In 1961, New Zealand’s red meat sector only exported to 34 countries globally and sent approximately 86 percent of its sheepmeat and 12 percent of its beef (by volume) to the United Kingdom. We had too many eggs in one basket and had neglected to nurture other relationships and opportunities. 

With the announcement that the United Kingdom would be joining the EC and taking on all the obligations that went with that membership, New Zealand’s access to the United Kingdom market would become significantly more constrained. 

When the United Kingdom finally officially joined the European Community more than 10 years later in 1973, together with other significant economic challenges facing New Zealand, a once in a generation reform got underway. 

Facing an open economy after unilateral (and almost universal) tariff elimination, the loss of all agricultural subsidies and the loss of our biggest export market, our sector had to rethink our approach to trade, production, efficiency, competition and to New Zealand’s geo-political relationships and place in the world. 

Now, some 40 years later, New Zealand’s red meat sector exports to 108 countries worldwide, contributes approximately 15 percent of export revenue to the New Zealand economy, and represents 4.7 percent of national employment. 

Productivity, innovation and agility through-out the supply chain have driven the success of New Zealand’s red meat sector and transformed it into the sophisticated, world class industry it is today. 

By way of example, despite having a 55 percent decline in New Zealand’s sheep flock since 1990, the amount of lamb that we export has not changed. This productivity growth has been achieved through leading genetics, world class farming practices and innovation in the processing sector. 
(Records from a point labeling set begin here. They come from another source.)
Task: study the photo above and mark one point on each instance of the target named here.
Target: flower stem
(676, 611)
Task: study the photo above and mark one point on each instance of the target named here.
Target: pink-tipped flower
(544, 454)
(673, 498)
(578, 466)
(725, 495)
What was a painful and challenging time for New Zealand’s economy and agriculture sector was also an opportunity for reinvention, innovation and prosperity.

The parallels between the evolution that the United Kingdom is undergoing and New Zealand’s experience in the 1970s-1980s are clear for New Zealanders watching from our corner of the world. 

And it is with this benefit of history that we also see the huge opportunity for the United Kingdom, and New Zealand as its long-standing trading partner. 

New Zealand and the United Kingdom have been negotiating A Free Trade Agreement (FTA) since 2020 and in October 2021 announced an Agreement in Principle which set out the key elements of a new high-quality, comprehensive and progressive free trade agreement. 

The FTA marks a significant opportunity to forge a new chapter in the long-standing trade partnership between New Zealand and the United Kingdom and demonstrate the United Kingdom’s credentials as a high-quality, ambitious trading partner. It will provide the foundations for deeper cooperation and relationships between New Zealand and United Kingdom industries, companies and the two governments. 

Without a doubt Brexit has had its challenges, and the implications have been felt globally. But it also presents an opportunity for the United Kingdom to become a more outward looking, competitive, export focused economy and more integrated with partners around the world as Global Britain.